REPUBLIKA.CO.ID, JAKARTA -- Generasi milenial dituntut untuk pintar dalam mengalokasikan pendanaannya termasuk berinvestasi. Sebab, generasi milenial menghadapi banyak tantangan dan terancam miskin.
Direktur Pengembangan Bursa Efek Indonesia (BEI) Hasan Fawzi mengatakan, generasi milenial harus menghadapi masalah pengangguran, krisis ekonomi, ketidaksetaraan pendapatan dan harga properti yang meningkat. Generasi milenial pun terancam tidak memiliki tempat tinggal karena hal tersebut.
"Generasi milenial itu kan sukanya leisure, foto-foto, jalan-jalan, ngafe," katanya dalam acara Viva Talk bertema 'Investasi Jaman Now' di Ariobimo Sentral, Kamis (18/10).
Untuk itu diperlukan alokasi pendanaan yang tepat termasuk mulai melakukan investasi. BEI terus berkampanye mengajak seluruh lapisan masyarakat untuk berinvestasi di seluruh instrumen investasi BEI.
"Untuk memulai investasi di saham cukup dengan dana Rp 100 ribu saja," ujar dia. Ia melanjutkan, angka market cap BEI sendiri saat ini cukup baik di angka lebih dari Rp 6.700 triliun.
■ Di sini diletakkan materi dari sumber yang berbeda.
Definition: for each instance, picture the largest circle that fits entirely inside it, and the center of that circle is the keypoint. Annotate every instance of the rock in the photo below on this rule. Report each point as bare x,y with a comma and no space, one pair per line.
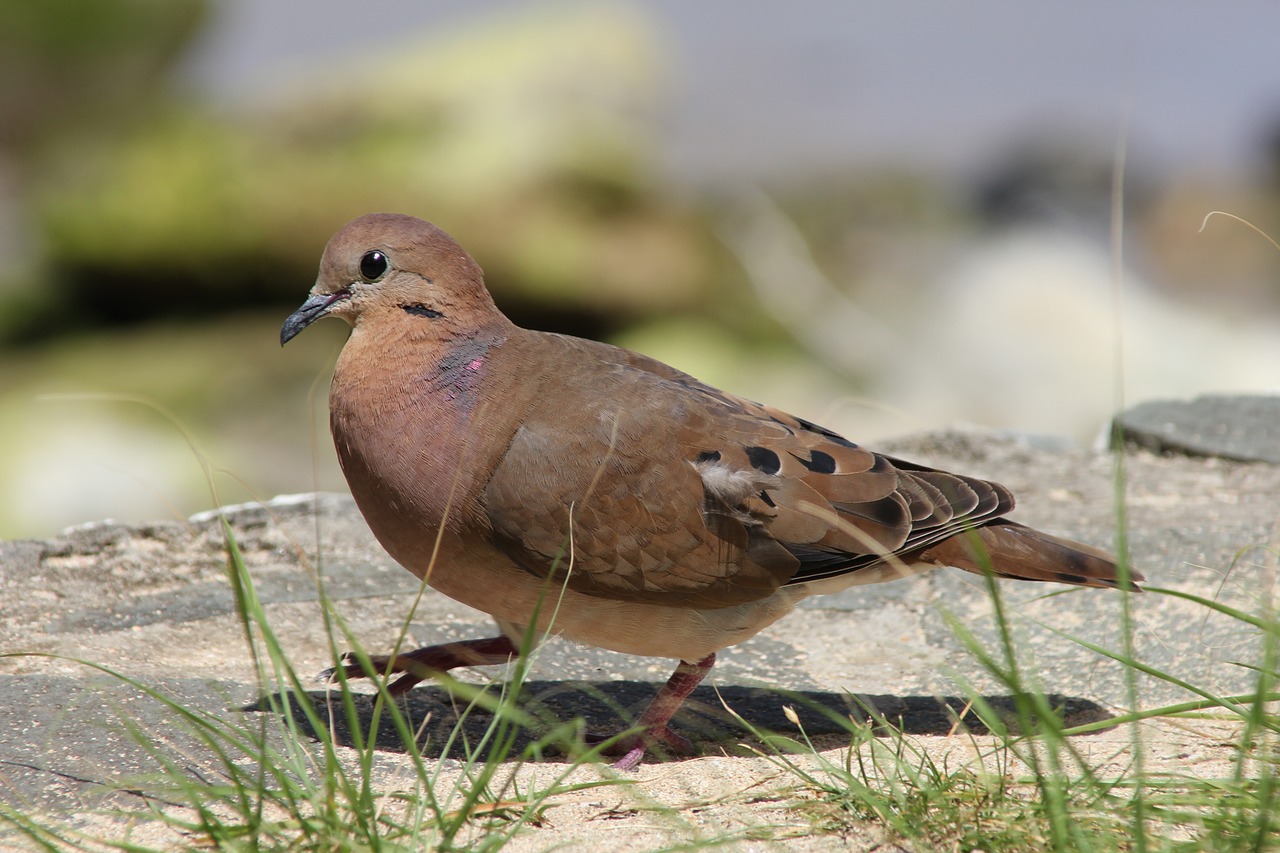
154,603
1242,428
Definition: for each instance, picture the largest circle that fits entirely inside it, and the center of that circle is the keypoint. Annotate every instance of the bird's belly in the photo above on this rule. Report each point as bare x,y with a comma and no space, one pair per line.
627,626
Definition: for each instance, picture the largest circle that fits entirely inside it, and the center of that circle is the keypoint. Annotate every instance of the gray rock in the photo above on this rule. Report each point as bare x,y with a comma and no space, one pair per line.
1243,428
155,606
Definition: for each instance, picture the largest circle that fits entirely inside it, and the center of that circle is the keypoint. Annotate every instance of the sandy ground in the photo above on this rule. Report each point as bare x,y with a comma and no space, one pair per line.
154,603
Investasi diperlukan karena nilai uang menurut waktu terus berkurang dengan adanya inflasi. Meski inflasi di Indonesia cukup rendah tapi diakui Hasan, pernah beberapa kali mengalami inflasi yang cukup tinggi. "Inflasi perlu diimbangi dengan investasi," tegas dia.
Dengan begitu, masyarakat bisa mendapat pertambahan nilai sejalan dengan inflasi yang terjadi. Investasi ini bisa disalurkan melalui berbagai cara seperti tabungan, emas, deposito, obligasi negara maupun saham.
Saham masih menjadi pemberi pertambahan nilai tertinggi. Dalam 12 tahun terakhir, dengan inflasi 5,35 persen, pertambahan nilai yang diberikan saham yakni 10,72 persen. Angka tersebut jauh di atas tabungan (2,32 persen), emas (5,46 persen), deposito (6,89 persen) dan obligasi negara (8,47 persen).
Selain memberi pertambahan nilai yang cukup tinggi, nvestasi di saham menurut Hasan juga sesuai dengan generasi milenial. Sebab, saat ini melalui gawai semuanya tersedia termasuk data dan riset untuk melakukan investasi. Ia melanjutkan, kini tinggal bagaimana generasi milenial mau menunda konsumsi untuk melakukan investasi.
Hal senada disampaikan Deputi Komisioner Bidang Edukasi dan Perlindungan Konsumen Otoritas Jasa Keuangan (OJK) Sardjito. "Simpan duit Anda untuk masa depan! Kalau dibelanjakan terus akan habis," katanya.
Menurutnya, generasi milenial menyukai tantangan. Tak heran jika mereka menyukai investasi di uang kripto, bitcoin dan saham. Melakukan investasi juga harus benar dan disertai pengetahuan. Tidak terburu-buru masuk melakukan investasi begitu tertarik namun masih belum memahami investasi tersebut.
OJK mencatat, literasi keuangan pada 2016 baru mencapai 29 persen dengan inklusinya 68 persen. Apalagi di era digital saat ini yang harus dicermati dan senantiasa hati-hati, mengingat banyaknya investasi bodong. Masyarakat pun dituntut untuk menggunakan rasionalitas. "Too good to be true itu tidak ada," tegasnya.